J’ose dire que c’est une grande œuvre historique par le scrupule dans l’examen des sources, par la recherche de leur existence [1] (mais bien entendu, on ne peut jamais parler d’exhaustivité !), par l’audace de s’attaquer à un facteur historique de première grandeur et trop souvent laissé de côté. Dans le courant général d’attitude positive envers l’Islam dont nous avons déjà parlé — dans la préface du livre précédent [2] —, on n’aime pas faire allusion au jihâd. Ce serait, aux yeux des Occidentaux une sorte de tache noire sur la grandeur et la pureté de l’Islam. Or ce livre, qui est la suite du précédent, élargit considérablement les perspectives puisque, à l’étude déjà effectuée de la dhimmitude, il ajoute, en alternative, le jihâd. On nous présente en alternative « incontournable » le jihâd ou la dhimmitude : deux institutions complémentaires, et en présence de l’islam nous sommes obligés de passer par l’une ou l’autre! Encore faut-il préciser ce jihâd : il y a beaucoup d’interprétations. Tantôt, quand il y est fait allusion, on insiste principalement sur le caractère spirituel de ce « combat ». En réalité, il s’agirait d’une « façon de parler » pour désigner la lutte que le fidèle doit mener contre ses mauvais penchants, contre sa tendance à l’infidélité, etc. L’homme en lutte contre lui-même (ce que nous connaissons bien dans le christianisme, et nous nous trouvons alors une fois de plus sur un terrain commun !), et je sais bien que ceci fut en effet soutenu dans certaines écoles islamiques. Mais, même si cette interprétation est exacte, elle ne couvre pas, de loin, tout le champ du jihâd. Tantôt on préfère voiler les faits, les mettre entre parenthèses. Dans une grande encyclopédie, on lira ainsi des phrases telles que : « aux vme et ixesiècles, l’Islam s’est répandu… » « Tels et tels pays sont passés aux mains des musulmans… » Mais on se garde bien de dire comment l’Islam s’est répandu, comment les pays sont « passés aux mains »… On dirait absolument que les choses se sont faites d’elles-mêmes, par une opération soit miraculeuse soit amicale… Dans cette expansion peu de mots sur le jihâd. Et pourtant, tout s’est effectué par la guerre!
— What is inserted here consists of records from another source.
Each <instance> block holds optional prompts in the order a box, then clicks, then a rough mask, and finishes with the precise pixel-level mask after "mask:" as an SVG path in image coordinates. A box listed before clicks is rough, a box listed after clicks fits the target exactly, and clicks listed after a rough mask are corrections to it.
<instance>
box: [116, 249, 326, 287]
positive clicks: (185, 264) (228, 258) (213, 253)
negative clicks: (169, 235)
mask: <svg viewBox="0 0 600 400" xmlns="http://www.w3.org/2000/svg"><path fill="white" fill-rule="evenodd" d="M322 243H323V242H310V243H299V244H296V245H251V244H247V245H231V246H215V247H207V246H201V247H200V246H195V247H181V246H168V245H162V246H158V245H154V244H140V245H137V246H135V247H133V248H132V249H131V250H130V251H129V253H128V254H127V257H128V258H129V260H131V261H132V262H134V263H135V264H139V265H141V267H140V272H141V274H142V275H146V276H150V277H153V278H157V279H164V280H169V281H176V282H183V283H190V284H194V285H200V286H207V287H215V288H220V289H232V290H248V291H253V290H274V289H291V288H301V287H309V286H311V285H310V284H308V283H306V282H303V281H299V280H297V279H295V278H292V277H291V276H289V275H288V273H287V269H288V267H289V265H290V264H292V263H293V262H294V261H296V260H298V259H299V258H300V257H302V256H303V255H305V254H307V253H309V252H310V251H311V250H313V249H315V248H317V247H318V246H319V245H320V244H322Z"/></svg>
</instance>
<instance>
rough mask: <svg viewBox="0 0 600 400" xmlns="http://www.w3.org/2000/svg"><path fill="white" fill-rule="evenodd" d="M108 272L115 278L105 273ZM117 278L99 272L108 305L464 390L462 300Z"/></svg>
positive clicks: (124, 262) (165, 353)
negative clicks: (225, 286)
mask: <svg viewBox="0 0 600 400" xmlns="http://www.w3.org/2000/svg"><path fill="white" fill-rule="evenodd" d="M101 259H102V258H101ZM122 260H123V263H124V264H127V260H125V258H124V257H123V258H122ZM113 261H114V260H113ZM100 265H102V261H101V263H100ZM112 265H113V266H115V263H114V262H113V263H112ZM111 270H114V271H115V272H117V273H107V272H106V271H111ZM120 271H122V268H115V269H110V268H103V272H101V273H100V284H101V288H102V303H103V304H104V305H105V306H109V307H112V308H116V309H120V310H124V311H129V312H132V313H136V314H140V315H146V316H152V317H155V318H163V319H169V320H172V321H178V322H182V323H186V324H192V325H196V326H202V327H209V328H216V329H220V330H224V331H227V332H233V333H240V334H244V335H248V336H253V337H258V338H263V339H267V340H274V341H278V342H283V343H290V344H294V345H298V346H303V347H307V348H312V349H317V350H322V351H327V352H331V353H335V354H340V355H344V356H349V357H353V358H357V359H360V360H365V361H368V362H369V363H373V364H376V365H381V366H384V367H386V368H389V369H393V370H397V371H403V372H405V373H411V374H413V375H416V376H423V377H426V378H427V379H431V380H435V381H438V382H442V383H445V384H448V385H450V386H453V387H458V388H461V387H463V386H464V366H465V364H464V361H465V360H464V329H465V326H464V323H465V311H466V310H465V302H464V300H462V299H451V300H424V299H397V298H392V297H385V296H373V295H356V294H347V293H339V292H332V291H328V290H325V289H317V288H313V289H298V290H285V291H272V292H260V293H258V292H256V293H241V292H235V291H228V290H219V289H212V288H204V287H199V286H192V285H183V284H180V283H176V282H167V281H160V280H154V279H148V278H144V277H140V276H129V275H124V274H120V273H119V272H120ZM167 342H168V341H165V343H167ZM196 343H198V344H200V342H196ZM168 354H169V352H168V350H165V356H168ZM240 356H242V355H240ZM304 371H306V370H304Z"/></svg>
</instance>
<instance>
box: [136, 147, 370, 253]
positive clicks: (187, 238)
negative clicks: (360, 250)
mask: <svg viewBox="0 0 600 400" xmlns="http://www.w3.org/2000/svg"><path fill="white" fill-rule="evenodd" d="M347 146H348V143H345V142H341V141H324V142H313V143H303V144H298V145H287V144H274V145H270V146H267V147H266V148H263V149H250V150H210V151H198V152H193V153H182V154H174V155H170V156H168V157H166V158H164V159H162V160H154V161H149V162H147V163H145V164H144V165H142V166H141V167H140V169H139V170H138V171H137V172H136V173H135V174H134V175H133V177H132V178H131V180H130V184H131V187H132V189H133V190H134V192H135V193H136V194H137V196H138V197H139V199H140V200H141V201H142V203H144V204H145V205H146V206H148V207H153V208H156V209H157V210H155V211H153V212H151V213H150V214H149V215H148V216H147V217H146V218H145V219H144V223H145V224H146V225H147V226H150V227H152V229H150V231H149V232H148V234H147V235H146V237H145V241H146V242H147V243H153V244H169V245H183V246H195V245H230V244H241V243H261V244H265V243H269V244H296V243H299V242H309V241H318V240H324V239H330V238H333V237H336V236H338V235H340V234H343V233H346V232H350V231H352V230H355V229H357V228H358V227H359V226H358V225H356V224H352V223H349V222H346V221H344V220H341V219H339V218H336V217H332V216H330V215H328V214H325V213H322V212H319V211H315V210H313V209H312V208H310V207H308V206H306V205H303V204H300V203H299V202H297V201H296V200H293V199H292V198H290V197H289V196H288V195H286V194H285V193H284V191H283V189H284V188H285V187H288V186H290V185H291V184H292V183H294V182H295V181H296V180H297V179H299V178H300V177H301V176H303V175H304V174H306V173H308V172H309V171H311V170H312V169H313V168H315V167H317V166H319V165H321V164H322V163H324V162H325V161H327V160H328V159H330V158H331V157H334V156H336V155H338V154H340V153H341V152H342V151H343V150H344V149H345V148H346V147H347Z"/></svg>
Ce livre qu’on va lire met clairement en lumière ce que l’on cache, je dirais soigneusement, tant l’accord se fait dans ce silence, qui ne peut être que le fruit d’un accord tacite fondé sur des présupposés implicites. En face de cet accord ce livre paraîtra blasphématoire et on le qualifiera de polémique, simplement parce qu’il remet en lumière des faits, des séries de faits, des cohérences dans l’action, je dirai une permanence, qui montre qu’il ne s’agit nullement d’événements accidentels. Mais malgré cette mise en lumière, ce livre n’est pas polémique, car l’auteur reconnaît sans peine toutes les grandes œuvres de la civilisation musulmane et n’exclut en rien les valeurs de cette civilisation. Et l’auteur souligne que les victoires de l’Islam sont dues à la qualité militaire de son armée, ainsi qu’à l’existence d’hommes d’État de grande valeur. De même, autre qualité que nous avions trouvée dans The Dhimmî, l’auteur tient le plus grand compte des diversités, des nuances, ne globalise pas, ne généralise pas à partir de quelques faits. Tenant le plus grand compte des sources, il note les diversités selon les époques et les situations.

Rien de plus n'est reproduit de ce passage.